At Large in Ballard: Dear Ballard
Wed, 07/10/2013
By Peggy Sturdivant
My family lives back east, including my sister and three nieces, sharing a cottage in the summer with my parents. My nieces often pronounce me 100% more hilarious than their own mother. They love to watch me tease their mother, as a big sister was born to do.
Every once in a while my sister sputters, “Well, you’re the one they consider hysterical.”
“Hilarious,” I correct her, with a meaningful wink toward at least one of the twins.
However this year my completely undeserved reputation for humor has spread farther. Over the course of an unprecedented six weeks with family (longest period since college) I sent desperate missives by email and text to a friend in Seattle.
“You know you’re hilarious,” my friend told me upon my return, but she didn’t mean it in a completely good way. “You send these messages that are absolutely biblical in their despair and now you return and say it was wonderful. You’re hilarious.”
She might by confusing hysterical in this case. She says it must be part of what makes me a writer. Unless she’s trying to avoid saying it’s what makes me a liar.
I’ve been thinking over her take on the contrast between my updates from the east and my summation. Isn’t it always the really disastrous vacation or holiday that stays in your mind longer than then one where everyone didn’t get food poisoning? Perhaps it’s like childbirth or “Survivor,” if you do get through the ordeal successfully with a positive outcome, don’t the low points recede and the survival part of a mythic triumph?
Then again maybe I only sent messages when I was so worn out that I couldn’t stand up. My friend heard about the effects of the mice infestation and the termites swarming.
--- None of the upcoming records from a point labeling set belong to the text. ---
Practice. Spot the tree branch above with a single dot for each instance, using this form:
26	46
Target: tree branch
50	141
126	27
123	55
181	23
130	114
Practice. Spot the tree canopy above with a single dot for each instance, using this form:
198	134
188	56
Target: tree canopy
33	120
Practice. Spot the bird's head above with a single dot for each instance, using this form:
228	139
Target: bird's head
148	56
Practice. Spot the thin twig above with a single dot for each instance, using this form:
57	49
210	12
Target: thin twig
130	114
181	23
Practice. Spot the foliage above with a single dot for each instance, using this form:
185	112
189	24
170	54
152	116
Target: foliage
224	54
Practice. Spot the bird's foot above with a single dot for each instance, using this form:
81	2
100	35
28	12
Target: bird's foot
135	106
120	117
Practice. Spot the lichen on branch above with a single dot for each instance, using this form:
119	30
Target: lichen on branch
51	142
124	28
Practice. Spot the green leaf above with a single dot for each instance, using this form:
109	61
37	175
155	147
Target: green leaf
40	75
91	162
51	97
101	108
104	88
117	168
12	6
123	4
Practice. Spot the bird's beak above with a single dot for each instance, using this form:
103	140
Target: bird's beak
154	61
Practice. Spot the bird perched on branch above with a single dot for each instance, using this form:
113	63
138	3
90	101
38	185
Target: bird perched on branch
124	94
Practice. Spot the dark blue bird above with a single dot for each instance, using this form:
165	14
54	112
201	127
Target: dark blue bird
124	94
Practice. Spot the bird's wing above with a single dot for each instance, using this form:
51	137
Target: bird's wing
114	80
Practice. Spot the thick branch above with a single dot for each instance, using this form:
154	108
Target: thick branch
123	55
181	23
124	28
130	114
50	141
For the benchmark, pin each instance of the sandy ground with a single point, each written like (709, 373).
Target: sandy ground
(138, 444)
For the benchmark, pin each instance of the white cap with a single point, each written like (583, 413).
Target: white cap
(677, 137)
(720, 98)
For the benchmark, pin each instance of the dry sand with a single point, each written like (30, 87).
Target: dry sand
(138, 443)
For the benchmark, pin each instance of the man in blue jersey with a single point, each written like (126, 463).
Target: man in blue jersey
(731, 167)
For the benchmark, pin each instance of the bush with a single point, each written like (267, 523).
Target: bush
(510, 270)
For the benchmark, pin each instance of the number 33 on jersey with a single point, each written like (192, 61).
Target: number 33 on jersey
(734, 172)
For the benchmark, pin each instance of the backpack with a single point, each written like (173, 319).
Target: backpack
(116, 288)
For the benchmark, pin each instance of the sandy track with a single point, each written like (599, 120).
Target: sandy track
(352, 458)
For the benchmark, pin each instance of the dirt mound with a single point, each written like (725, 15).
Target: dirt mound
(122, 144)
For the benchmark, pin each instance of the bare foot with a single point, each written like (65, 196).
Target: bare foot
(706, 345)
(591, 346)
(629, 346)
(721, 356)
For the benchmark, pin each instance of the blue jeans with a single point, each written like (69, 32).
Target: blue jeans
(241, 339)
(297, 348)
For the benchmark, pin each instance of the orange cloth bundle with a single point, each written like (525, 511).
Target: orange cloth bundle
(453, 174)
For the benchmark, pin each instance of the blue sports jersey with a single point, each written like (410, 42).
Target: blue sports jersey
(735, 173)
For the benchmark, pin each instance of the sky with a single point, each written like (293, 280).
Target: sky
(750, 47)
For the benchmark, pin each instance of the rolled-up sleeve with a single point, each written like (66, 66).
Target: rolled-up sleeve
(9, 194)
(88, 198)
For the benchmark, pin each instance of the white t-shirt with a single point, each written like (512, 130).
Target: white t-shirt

She heard about our attempts to reclaim the garden from an invasive vine that burrows underneath houses and kills trees above. I probably mentioned the mosquitoes, the spiders, the skunks (five cute babies) and the ticks we found on our pillows. That was before the rainstorm and the leak above the bed.
It’s an old cottage, never intended to last more than five or ten years, but now in its 133rd. Unlike other 4th generation families on the block who maintain their cottages my family chooses to live on the edge. No roof repair until it leaks. Lock the bikes? Hah! Laughing off the idea of an exterminator when there’s nothing between the floorboards and dirt anyway. The muggy weeks in the cottage are not like one long swing in a hammock without mosquitoes. Yet the drama becomes its charm and the satisfaction of digging up a 20’ root is disproportionately satisfying.
So the adversity gets reported (who needs an oven) and the sweet moments aren’t broadcast. After wrestling a vine with thorns all day there is nothing sweeter than the outdoor shower at sunset, miniature roses blooming above the shampoo. The moment after dawn when the birds are singing but all of the nieces are asleep, as cherubic as when they still slept in cribs.
It can take one swim to the sandbar or the sound of the foghorn to offset the mess left in the kitchen, the flotilla of fruit flies that rise above the ripening peaches. The baby chickadees are perched just outside the kitchen window waiting for their mother to feed them. Ignore the fact that just days later the niece’s cat will kill one within an hour of arriving at the cottage. There are fireflies up in the woods where they used to be low bush blueberries. The Red Sox game ended mercifully early.
What is it about an island that we can love so much? Why is the uncertainty of boats running, planes being able to land part of its appeal? Despite the email complaints about what cannot be controlled, that is also the addiction. The unexpected at all times. The ferry delayed to rescue the 19 year-old who thought he could sit on the rail. The new lights at the baseball field installed, but the permit not yet issued. It’s an amusement park ride that you love the moment your feet are back on sandy ground.
“Why did I extend my stay by a week?” I wrote to my Seattle friend. “If only I’d gotten out before the 100% humidity. The town water tested positive for eColi and we’re under boil water orders. All the restaurants are closed and you can’t even get a cup of coffee.”
But the truth is that I loved it. I loved the five “do not drink” notices posted above the water fountain. I loved the New England convergence at the library of polls opening for Election Day, Summer Reading Kick-Off and bottled water pick-up.
I guess I live to complain, perhaps even exaggerate. If there was occasional despair, there was always its flip side. So readers, it was a wonderful vacation because I survived. Ballard is still standing (although new buildings are standing a bit too tall). The library is open on Sunday! The towels are deliciously crisp; my tomatoes are huge and ripening. The raspberries are early. I appreciate every moment outside without multiple mosquitoes on my skin. The termites can swarm without me. In this old Seattle house there’s new water damage, but it only makes me feel more at home. Hilariously content.